NOYB, the organisation set up by Max Schrems that led to the original Schrems II judgement, has already stated that it will challenge the EU DPF Adequacy Decision. This means that a Schrems III-type case may go forward, putting the role of the DPRC and transparency around levels of access to EU data under scrutiny. For example, will there be sufficient transparency to provide meaningful redress? The case may not be as successful if the DPF scheme is as successful as hoped.
For now, of course, the EU DPF Adequacy Decision has been granted, is in effect and allows compliant transfer to those US companies that sign up to the DPF for EU–US data transfers. During a press conference on 10 July 2023, EU Justice Commissioner Didier Reynders explained, “with the adoption of the adequacy decision, personal data can now flow freely and safely from the EEA to the USA without any further conditions or authorisations.” When asked about the possibility of further challenge against the EU DPF Adequacy Decision, Reynders stated, “[the Commission] is very confident to try to not only implement such an agreement, but also to defend [it] in all procedures that [it will] have to face.”
Are any other countries (including the UK) following suit with a new adequacy decision?

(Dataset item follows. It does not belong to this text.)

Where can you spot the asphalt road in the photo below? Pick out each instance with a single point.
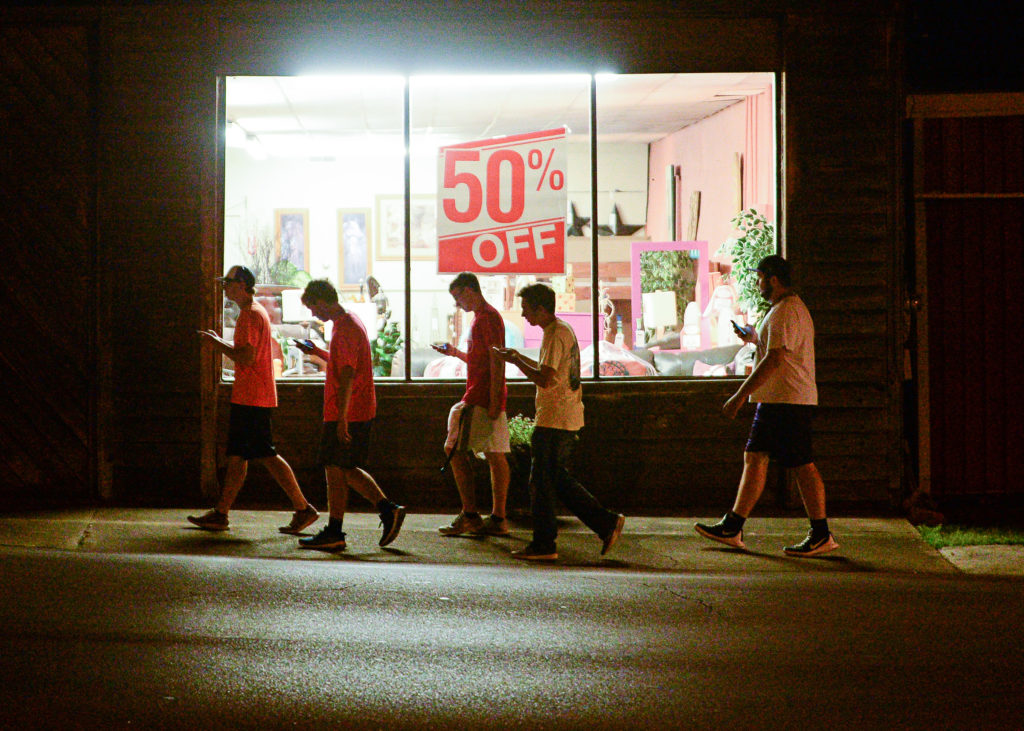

We have been delaying publication of this blog in the hopes of news from the UK of its own adequacy decision, but there is no news just yet (see more below on this).
The Swiss–US DPF, however, also entered into effect on 17 July 2023.
UK law was affected by the Schrems II decision, but post-Brexit, the UK doesn’t benefit from the new EU DPF Adequacy Decision. Organisations will be able to sign up to the UK extension of the EU–US DPF, but this currently doesn’t create a valid transfer from the perspective of UK law (see below).
On 7 October 2022, the same day that US President Joe Biden's Executive Order (EO) underpinning the new DPF was published, the UK government published its UK–US Joint Statement on a New Comprehensive Dialogue on Technology and Data and Progress on Data Adequacy. The statement announced "significant progress on UK–US data adequacy discussions", which had been a priority for successive governments since Brexit took effect. That commitment to a UK–US adequacy decision was reiterated in June 2023.
On 11 July 2023, the US International Trade Administration stated that from 17 July 2023, US organisations:
May self-certify compliance pursuant to the UK Extension to the EU–US DPF, but may not begin relying on the DPF to import personal data from the UK and Gibraltar before the UK makes its own UK–US adequacy decision.
Participating in the UK Extension must also participate in the EU–US DPF.
The UK may take some comfort that it will not be subject to any CJEU decision that may occur if there is a Schrems III-type case. However, there may be a separate legal challenge in the UK, so a watching brief will be needed.